Le Maroc, un pont économique entre l’Afrique et l’Europe (Ambassadeur)




Le Royaume du Maroc, grâce à sa stabilité et son développement, représente “un hub pour la Méditerranée et un pont économique entre l’Afrique et l’Europe”, a affirmé l’ambassadeur du Royaume du Maroc en Italie, Youssef Balla.

Youssef Balla





Le Royaume, qui connaît un grand développement socio-économique, est le” premier investisseur en Afrique et le deuxième pays à accueillir des investissements étrangers dans la région”, a souligné le diplomate marocain interviewé vendredi par la Web Tv italienne “Utopia”, dans le cadre de l’émission “Vue d’Italie”.

Le Maroc entretient également “une relation de partenariat fiable avec l’Europe”, a indiqué l’ambassadeur, notant que “le Royaume, carrefour de civilisations et de cultures, joue un rôle géostratégique important”.

Par ailleurs, M.Balla a indiqué que “la pandémie a révélé les grandes inégalités entre les rives nord et sud de la Méditerranée”, rappelant que 90% du PIB de l’espace euro-méditerranéen se trouve dans les pays européens, alors qu’ils ne représentent que 40 pour cent de la population.
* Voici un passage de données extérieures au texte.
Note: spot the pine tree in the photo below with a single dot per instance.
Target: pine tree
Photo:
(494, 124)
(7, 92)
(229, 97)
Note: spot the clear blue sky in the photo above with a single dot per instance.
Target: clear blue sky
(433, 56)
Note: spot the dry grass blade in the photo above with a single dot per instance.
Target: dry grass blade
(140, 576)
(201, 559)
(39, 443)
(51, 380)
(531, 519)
Il a ainsi appelé à une forte impulsion politique de la part de l’Union européenne pour remédier à ces inégalités, tout en privilégiant les investissements dans les pays africains.
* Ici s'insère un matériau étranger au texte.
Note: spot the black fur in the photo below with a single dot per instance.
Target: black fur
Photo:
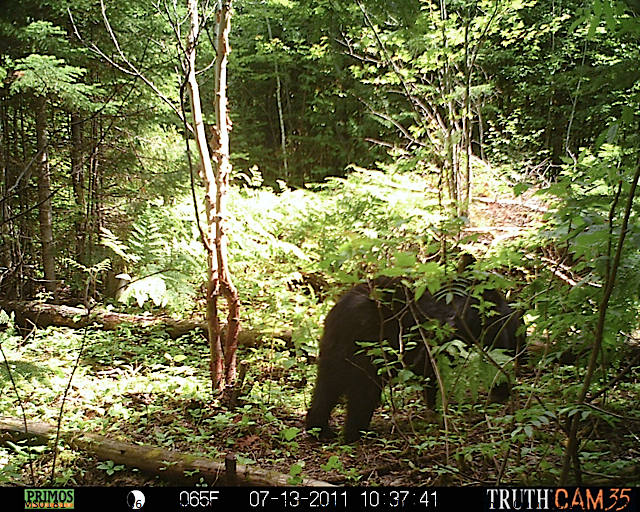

S’agissant du défi énergétique, le diplomate a fait savoir que le Royaume, à la faveur de ses grands effort en matière d’énergies renouvelables, est devenu un leader dans la région, qui assume pleinement ses responsabilités et ses engagements face à la communauté internationale.

Il a précisé que les énergies renouvelables représentent désormais 42% de la production électrique du Maroc, avec l’objectif d’atteindre plus de 52% en 2030.
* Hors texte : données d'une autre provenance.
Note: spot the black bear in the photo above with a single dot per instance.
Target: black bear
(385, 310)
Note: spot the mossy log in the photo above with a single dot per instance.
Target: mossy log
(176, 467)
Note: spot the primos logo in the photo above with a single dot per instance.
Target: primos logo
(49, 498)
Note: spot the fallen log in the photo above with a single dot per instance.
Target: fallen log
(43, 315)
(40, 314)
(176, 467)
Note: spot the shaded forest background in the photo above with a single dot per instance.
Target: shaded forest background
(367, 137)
Interrogé sur les relations entre le Maroc et l’Algérie, M.Balla a affirmé qu’Alger, “responsable du conflit artificiel autour du Sahara marocain, mène une action d’hostilité contre le Royaume en partant grief à son intégrité territoriale”.

“La responsabilité de l’Algérie est claire aux yeux de la communauté internationale, comme le précise le Conseil de sécurité qui l’a appelé à s’impliquer de bonne foi dans le processus politique en vue de parvenir à une solution définitive”, a affirmé l’ambassadeur.

Le Maghreb présente tous les atouts pour une complémentarité régionale, mais malheureusement l’obsession d’Alger entrave son intégration et son développement, a-t-il regretté.